Тем временем город за окном оживал: чей-то мопед с прогоревшим глушителем сбавлял обороты, девушка громко окликала подругу, на балконе дома напротив выбивали коврики. При солнечном свете комната выглядела менее пыльной, очертания предметов сделались четче, мои мысли понемногу упорядочивались. Вспомнив, как маялась бессонницей, я спешно поднялась с постели. Мне не хотелось дальше томиться здесь после столь изматывающей ночи.
Я вышла в коридор босая, прямо в чем спала. Придя на кухню, увидела на плите кофейник, из носика которого торчал листок бумаги в клеточку, а на нем маминым четким почерком было выведено одно-единственное слово: «Включи». Еще по пути в кухню я заглянула в мамину комнату. Та оказалась пустой, но я и так прекрасно знала, что мама ушла, оставив меня наедине с домом.

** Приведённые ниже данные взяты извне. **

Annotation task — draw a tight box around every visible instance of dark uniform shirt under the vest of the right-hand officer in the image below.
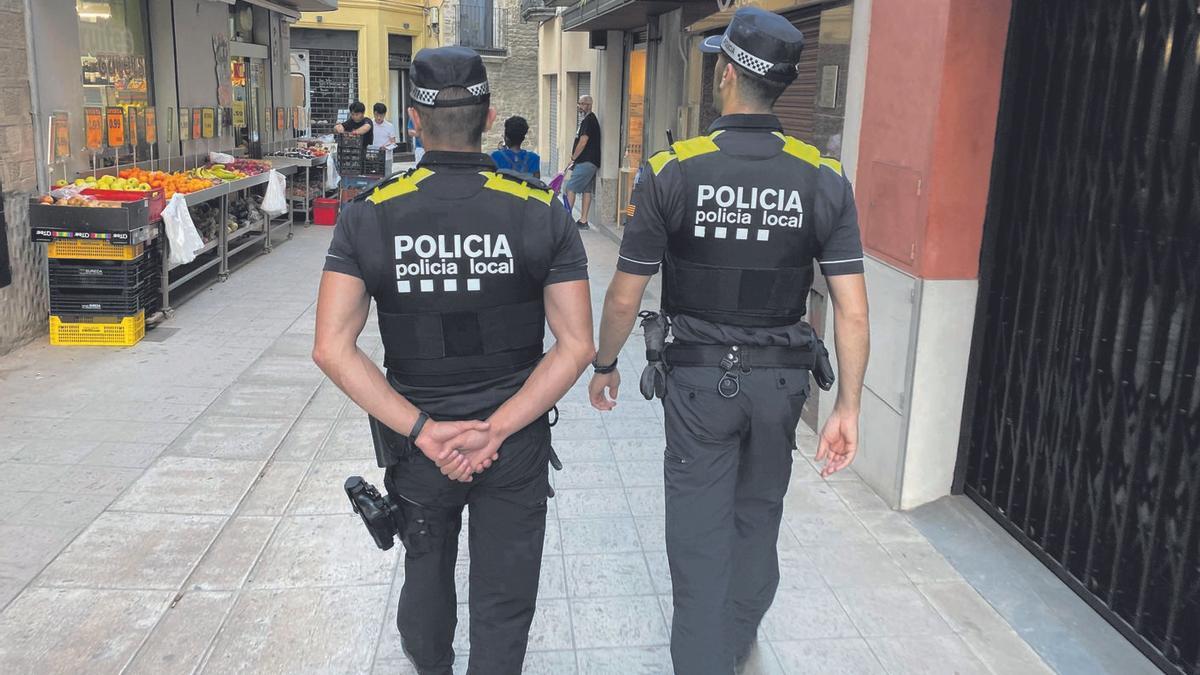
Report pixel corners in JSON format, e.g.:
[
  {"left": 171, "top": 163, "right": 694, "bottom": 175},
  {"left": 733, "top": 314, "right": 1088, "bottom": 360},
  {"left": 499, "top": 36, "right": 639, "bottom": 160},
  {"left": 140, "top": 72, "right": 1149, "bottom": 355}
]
[{"left": 617, "top": 115, "right": 863, "bottom": 346}]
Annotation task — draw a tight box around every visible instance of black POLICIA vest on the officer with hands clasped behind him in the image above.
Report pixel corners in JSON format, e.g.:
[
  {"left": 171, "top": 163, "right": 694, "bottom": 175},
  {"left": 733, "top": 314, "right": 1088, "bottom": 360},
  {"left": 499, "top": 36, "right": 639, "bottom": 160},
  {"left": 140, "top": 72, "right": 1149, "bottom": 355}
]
[{"left": 366, "top": 168, "right": 551, "bottom": 387}]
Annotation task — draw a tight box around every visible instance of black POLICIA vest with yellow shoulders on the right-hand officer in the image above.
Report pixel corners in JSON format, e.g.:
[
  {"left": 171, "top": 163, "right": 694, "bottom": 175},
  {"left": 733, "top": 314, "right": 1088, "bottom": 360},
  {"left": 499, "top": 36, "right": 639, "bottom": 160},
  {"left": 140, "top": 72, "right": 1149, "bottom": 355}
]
[{"left": 649, "top": 131, "right": 840, "bottom": 327}]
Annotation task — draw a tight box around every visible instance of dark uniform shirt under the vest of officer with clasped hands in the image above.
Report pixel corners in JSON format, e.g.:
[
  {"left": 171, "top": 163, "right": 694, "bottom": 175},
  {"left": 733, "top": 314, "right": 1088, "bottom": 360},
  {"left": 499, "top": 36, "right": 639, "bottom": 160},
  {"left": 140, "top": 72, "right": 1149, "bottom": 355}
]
[{"left": 325, "top": 151, "right": 588, "bottom": 419}]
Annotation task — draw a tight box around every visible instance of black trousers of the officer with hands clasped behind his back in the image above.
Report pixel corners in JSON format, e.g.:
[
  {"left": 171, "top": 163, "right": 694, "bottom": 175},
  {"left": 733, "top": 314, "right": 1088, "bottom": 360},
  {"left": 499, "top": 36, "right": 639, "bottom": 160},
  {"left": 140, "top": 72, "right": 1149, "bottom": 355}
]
[{"left": 384, "top": 418, "right": 551, "bottom": 675}]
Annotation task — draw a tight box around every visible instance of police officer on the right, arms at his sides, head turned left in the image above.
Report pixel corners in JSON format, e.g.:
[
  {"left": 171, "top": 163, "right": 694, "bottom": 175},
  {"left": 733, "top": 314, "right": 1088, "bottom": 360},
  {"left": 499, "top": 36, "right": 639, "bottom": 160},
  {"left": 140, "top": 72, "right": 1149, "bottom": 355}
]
[{"left": 590, "top": 7, "right": 868, "bottom": 675}]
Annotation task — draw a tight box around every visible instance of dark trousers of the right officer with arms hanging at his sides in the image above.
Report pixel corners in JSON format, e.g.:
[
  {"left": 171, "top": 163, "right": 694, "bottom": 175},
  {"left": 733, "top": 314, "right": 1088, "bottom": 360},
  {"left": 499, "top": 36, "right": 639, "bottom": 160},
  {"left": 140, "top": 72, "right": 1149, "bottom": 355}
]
[{"left": 662, "top": 368, "right": 809, "bottom": 675}]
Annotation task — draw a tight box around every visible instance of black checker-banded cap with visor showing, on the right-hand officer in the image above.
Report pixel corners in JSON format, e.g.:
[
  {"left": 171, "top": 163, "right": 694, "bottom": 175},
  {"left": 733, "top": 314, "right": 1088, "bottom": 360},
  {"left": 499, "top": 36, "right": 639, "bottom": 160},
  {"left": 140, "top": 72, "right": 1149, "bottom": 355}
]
[{"left": 700, "top": 7, "right": 804, "bottom": 84}]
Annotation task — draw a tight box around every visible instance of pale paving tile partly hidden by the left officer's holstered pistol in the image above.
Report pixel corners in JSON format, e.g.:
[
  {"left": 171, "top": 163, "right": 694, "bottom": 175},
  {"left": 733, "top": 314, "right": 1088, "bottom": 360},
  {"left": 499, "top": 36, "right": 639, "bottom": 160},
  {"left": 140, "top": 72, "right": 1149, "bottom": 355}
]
[{"left": 247, "top": 514, "right": 396, "bottom": 589}]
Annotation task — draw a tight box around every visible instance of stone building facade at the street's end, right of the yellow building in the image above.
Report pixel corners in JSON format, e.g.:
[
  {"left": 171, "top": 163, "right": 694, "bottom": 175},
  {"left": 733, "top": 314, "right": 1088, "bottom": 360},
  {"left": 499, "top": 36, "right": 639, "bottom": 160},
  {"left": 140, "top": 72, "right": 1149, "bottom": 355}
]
[{"left": 442, "top": 0, "right": 537, "bottom": 156}]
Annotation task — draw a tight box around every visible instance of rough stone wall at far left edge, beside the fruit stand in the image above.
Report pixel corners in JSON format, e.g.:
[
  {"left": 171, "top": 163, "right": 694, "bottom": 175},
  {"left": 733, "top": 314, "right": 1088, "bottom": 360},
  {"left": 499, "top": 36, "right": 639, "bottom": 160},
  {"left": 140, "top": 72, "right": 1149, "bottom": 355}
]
[{"left": 0, "top": 0, "right": 49, "bottom": 354}]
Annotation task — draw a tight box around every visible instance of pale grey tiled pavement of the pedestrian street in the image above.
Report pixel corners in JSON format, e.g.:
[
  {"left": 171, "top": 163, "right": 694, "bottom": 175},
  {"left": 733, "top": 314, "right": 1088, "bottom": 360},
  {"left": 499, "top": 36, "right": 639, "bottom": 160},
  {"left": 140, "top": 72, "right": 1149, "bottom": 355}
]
[{"left": 0, "top": 228, "right": 1049, "bottom": 675}]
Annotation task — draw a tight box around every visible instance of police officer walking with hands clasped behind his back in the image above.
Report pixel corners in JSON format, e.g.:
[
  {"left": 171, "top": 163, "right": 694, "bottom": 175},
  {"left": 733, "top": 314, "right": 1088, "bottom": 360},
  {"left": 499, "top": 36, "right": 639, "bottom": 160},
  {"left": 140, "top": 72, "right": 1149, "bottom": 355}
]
[{"left": 313, "top": 47, "right": 594, "bottom": 675}]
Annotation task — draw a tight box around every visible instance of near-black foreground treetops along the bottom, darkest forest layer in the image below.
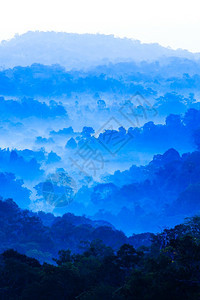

Когда мне доводилось быть одной в чужой квартире, я передвигалась по ней, будто парализованная, все время ощущая на спине суровый взгляд отсутствующих хозяев. Если они просили меня снять обувь, я ходила босиком, если боялись, что что-то сломается, я к этому предмету даже не прикасалась. Не желая лишний раз испытывать это напряжение, я старалась ни у кого в гостях не останавливаться, а во время путешествий жила в безликих номерах отелей со стегаными одеялами карминового оттенка на кроватях и акварелями на стенах. Однако, сколько бы я ни пыталась обрести облегчение в одиночестве, на самом деле никогда не оставалась одна. Так было всегда и везде, а особенно здесь, в отчем доме. До тринадцатилетия мое одиночество нарушало присутствие маминых родителей, умерших еще до моего рождения. Дом достался нам в наследство от них, и усопшие дед с бабушкой долго не могли смириться с тем, что им пришла пора навечно покинуть его. Раз в год, на День поминовения, они исправно навещали нас, но меня не отпускало подозрение, что они наблюдают за мной постоянно, даже в те интимные минуты, когда я сижу в туалете или предаюсь тайным фантазиям.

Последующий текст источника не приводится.